I looked into Ruby and it struck me as being a truly aesthetically pleasing
language, and since it espoused the "principle of least surprise" \-- with
caveats, naturally -- most Ruby code tended to be straightforward to read.

Python on the other hand, while clean -- I came from Perl -- had a fair bit of
ugliness like the "self" argument in class methods, and the "dunders" in
dunder methods (__init__). That said, the Python ecosystem, especially in the
numerical computation space, was far ahead of Ruby's at the time, so I chose
Python. It worked out really well and allowed me to accomplish what I needed
to. To this day I have no regrets choosing Python.

Compared to many languages (like Haskell etc.) Python's design isn't the most
aesthetically pleasing or orthogonal or clean. But being a Dutch design, at
least initially, it was very pragmatic. And Python is by no means ugly on an
absolute scale, on the contrary. It’s just not as beautiful as some others.

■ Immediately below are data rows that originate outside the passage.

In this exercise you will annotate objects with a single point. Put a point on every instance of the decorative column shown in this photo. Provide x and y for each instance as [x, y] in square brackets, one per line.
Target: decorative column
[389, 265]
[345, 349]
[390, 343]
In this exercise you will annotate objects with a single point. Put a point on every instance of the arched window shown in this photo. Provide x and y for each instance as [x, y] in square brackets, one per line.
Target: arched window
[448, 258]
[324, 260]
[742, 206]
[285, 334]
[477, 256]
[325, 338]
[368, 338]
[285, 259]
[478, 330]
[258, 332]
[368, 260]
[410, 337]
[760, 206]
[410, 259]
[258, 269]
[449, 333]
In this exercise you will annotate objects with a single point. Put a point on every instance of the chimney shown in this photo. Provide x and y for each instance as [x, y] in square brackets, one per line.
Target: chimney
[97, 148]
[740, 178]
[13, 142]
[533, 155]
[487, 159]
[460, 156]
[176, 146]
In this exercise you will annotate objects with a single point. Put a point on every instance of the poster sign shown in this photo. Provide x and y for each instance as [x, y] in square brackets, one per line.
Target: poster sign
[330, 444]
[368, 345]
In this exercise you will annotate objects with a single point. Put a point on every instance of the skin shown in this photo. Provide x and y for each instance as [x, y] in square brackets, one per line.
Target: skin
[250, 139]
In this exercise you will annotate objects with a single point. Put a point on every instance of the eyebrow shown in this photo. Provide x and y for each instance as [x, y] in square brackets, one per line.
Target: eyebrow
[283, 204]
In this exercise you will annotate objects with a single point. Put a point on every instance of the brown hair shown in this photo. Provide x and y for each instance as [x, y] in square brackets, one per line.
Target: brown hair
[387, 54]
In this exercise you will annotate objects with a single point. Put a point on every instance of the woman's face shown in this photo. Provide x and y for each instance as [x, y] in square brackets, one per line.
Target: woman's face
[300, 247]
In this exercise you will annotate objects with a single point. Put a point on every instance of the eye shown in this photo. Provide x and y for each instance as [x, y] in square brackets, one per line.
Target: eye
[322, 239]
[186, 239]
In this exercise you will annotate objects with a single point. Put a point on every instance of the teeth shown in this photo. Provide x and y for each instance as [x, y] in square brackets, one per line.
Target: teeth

Python's main advantage is the energy behind it: to this day there are no
converged alternatives to Numpy or Pandas on Ruby.

I can't help but wonder that if in an alternate universe/timeline, Travis
Oliphant, Pearu Peterson, Wes McKinney and others happened to have encountered
Ruby first, we might have a different de facto language for scientific
computing and data science.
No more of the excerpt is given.